The "Four Perspectives" defined by GTE HR should have encouraged "Learning and Growth" and the creation of a climate of action, introducing the cultural shifts needed to motivate, empower and align the workforce behind GTE's attempt to adapt to the changed business environment. The degree of readiness for a culture of "Learning and Growth" is reflected in the willingness of a company's employees to improve and change the processes, followed to perform daily work routines. Measures to evaluate the workforce's readiness should have been the number of proposals, submitted by GTE employees suggesting work flow improvements, and also the number of proposals actually implemented.
The Customer Perspective
Kaplan and Norton defined the "Customer Perspective" as a strategy for creating value and differentiation from the perspective of the customer. For example Fannie Mae's Operations and Corporate Service division (OCS), implementing Balanced Scorecard, had intense discussions about the "Customer Perspective", primarily focusing on identifying who its customer actually was4). As an internal support organization OCS had internal customers. Nevertheless OCS decided to explicitly recognize how it provided value to external customers. The "Customer Perspective" selected at Fannie Mae consequently included internal and external customers4).
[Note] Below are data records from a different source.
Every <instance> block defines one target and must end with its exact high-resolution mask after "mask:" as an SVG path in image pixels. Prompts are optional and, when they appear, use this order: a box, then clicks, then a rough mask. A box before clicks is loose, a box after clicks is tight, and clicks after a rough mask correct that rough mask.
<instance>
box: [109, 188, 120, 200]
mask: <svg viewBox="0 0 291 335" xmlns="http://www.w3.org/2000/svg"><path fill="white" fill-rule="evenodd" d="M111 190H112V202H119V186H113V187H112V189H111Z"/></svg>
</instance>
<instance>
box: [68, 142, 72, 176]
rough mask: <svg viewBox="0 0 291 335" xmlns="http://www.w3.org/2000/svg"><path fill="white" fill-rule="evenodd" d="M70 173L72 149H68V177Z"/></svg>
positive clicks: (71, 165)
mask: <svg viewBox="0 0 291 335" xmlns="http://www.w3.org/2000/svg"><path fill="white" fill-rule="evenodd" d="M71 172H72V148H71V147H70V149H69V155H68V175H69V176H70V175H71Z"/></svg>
In contrast, the "Customer Perspective" defined at GTE did not consider external customers but only focused on internal customers, that is, GTE employees. As a consequence the measures associated with GTE's "Customer Perspective" did not include any data reflecting the perspective of the company's external customer base, indicating that GTE HR was not interested in measuring the impact of HR activities towards the company's main, if not only revenue contributor.
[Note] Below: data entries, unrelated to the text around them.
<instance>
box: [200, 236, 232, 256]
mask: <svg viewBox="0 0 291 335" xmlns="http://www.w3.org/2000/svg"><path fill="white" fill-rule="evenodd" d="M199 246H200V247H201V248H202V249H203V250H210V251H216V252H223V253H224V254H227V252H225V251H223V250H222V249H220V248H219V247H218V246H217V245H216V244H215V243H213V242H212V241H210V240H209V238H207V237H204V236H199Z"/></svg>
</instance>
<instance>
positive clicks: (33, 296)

To better understand the value that implemented HR activities, focusing on call center staff provided to external customers, HR should have considered external customers in their "Customer Perspective". Measures like illustrated in table-1 should have been introduced to evaluate the satisfaction of GTE customers with the support and help provided by call center employees.
Measures to quantify the quality of GTE customer support
Percent of support calls escalated to support representative's supervisor (all calls are recorded and can be used as evidence).
Percent of support calls where customers provide praise to support representative (all calls are recorded and can be used as evidence).
Percent of support calls that are rated "excellent" (without the knowledge of the support representative, support calls are conducted by a 3'd party, hired to evaluate the quality of GTE's customer support).
Table 1 Measures to quantify the quality of GTE's customer support
For example understanding the relationship between the costs to improve call center employee workplaces and the percentage of GTE customers that escalated support calls to a supervisor would have helped HR to find out, whether the workplace improvement initiative provided value to GTE customers. In case there would have been a strong and negative correlation between these two measures, HR could have used this insight as a leverage to broaden the workplace improvement activity and could have proved to the CEO, what he was actually getting back for the money spent for this HR initiative.